On the face of it, the recent rates cap legislation is good news for borrowers because reduced interest rates will result in lower repayment instalments for loans. The good news is dependent on loans being granted in the first place, and as banks come to terms with the new laws and begin to figure out their impact on business, there is no doubt about one of the key outcomes – for most people, loans will be harder to secure.
The reasons for this are clear: Banks will focus on protecting profits, and to achieve this objective with a reduced income and profit margin it is clear that costs must be reduced. Consequently, there will be a wide-ranging efficiency drive within the banking industry during the next year or two, where staff will be expected to be more productive, salary growth will be slowed down and administrative and financial costs will be analysed and reduced.

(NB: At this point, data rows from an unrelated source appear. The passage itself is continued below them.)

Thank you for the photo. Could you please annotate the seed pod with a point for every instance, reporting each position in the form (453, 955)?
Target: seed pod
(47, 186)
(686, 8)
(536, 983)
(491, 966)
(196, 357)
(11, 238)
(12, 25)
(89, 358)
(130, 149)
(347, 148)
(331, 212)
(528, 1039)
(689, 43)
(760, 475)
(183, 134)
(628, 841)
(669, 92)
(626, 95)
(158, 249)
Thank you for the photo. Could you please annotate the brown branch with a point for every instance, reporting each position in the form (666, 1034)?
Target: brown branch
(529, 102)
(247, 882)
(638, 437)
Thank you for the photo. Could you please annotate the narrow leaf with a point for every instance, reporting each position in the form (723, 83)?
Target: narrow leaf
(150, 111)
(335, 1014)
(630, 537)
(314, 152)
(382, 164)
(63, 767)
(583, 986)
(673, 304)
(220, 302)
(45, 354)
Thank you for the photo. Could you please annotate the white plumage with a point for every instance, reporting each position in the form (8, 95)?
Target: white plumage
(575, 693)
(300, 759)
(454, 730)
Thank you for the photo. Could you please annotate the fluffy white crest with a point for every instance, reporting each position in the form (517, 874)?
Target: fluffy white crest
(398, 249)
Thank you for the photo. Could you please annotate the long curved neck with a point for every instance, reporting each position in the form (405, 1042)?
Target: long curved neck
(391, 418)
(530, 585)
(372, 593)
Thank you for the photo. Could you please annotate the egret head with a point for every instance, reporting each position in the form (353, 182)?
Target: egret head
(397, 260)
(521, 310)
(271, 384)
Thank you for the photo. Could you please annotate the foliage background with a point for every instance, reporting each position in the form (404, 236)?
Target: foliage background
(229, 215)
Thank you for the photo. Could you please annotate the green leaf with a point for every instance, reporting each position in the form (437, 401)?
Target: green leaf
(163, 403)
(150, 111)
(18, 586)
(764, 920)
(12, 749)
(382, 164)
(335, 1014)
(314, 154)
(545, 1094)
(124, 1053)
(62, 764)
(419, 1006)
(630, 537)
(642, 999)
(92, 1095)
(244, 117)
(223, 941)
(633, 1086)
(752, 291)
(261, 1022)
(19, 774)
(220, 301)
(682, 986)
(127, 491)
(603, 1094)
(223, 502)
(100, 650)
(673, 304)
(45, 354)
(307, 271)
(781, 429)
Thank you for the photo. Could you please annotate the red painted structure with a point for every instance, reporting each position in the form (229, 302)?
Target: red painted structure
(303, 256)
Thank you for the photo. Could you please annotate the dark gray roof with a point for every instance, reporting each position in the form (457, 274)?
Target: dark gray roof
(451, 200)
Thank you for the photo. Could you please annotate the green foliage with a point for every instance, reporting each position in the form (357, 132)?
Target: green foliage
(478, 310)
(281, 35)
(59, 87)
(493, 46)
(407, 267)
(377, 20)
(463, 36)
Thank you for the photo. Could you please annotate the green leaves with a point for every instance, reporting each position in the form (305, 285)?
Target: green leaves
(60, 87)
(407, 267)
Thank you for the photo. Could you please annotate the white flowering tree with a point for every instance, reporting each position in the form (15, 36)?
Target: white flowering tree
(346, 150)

One key financial cost is incurred from non-performing loans, where the borrower is unable to meet loan repayments and banks spend time and money following up on debts, appointing lawyers, and, as a last resort, trying to recover and resell assets. Since 2011, non-performing loans (loans more than three months in default) have been on the increase and they now account for more than Sh80 billion of borrowings, or 6 per cent of all loans.
As it is no longer possible to increase the spread rate between the cost of money to the banks and the cost of the loan to the borrower to offset the costs of non-performing loans, there will be a drive by the banks to reduce the incidence of default. This will be achieved by reducing loan to value ratios and through the introduction of stricter lending criteria for successful applicants.
Buying a house usually involves taking a loan, often from a bank or a similar financial institution. The budget, and therefore the house location, size and amenity will be determined by the sum of available funds plus the loan, which will be an amount that can be repaid comfortably from income. While the recent introduction of the loan interest cap might be good news for borrowers who meet the more stringent loan qualification criteria, it is bad news for those who do not because they are effectively blocked out from obtaining a mortgage.
This process reduces the pool of potential buyers, which in turn lowers the number of houses sold. Developers must, therefore, bring innovative financing schemes to the market to keep house sales moving.
Superior Homes, for instance, recently introduced a payment scheme called Buy Over the Long Term (Bolt). The buyer pays an agreed sum of money as a deposit and then makes regular payments to secure a house at Greenpark Estate in Athi River, with an entry date of two or three years in the future. The total cost of the house is fixed at the start of the agreement using a formula based on the amount of deposit and the payments.
Bolt is flexible and each purchase can be tailored to the buyer’s specific circumstances. Some buyers have no deposit while they can afford substantial monthly payments, others have seasonal incomes, while some may be planning to sell a property in the next year or two.
Bolt effectively by-passes the bank and all of the attendant costs, which reduces costs to borrowers. Such a product is also suitable for buyers who might not normally qualify for a loan. The introduction of such packages could help developers maintain a stream of customers despite the expected drop in mortgage buyers.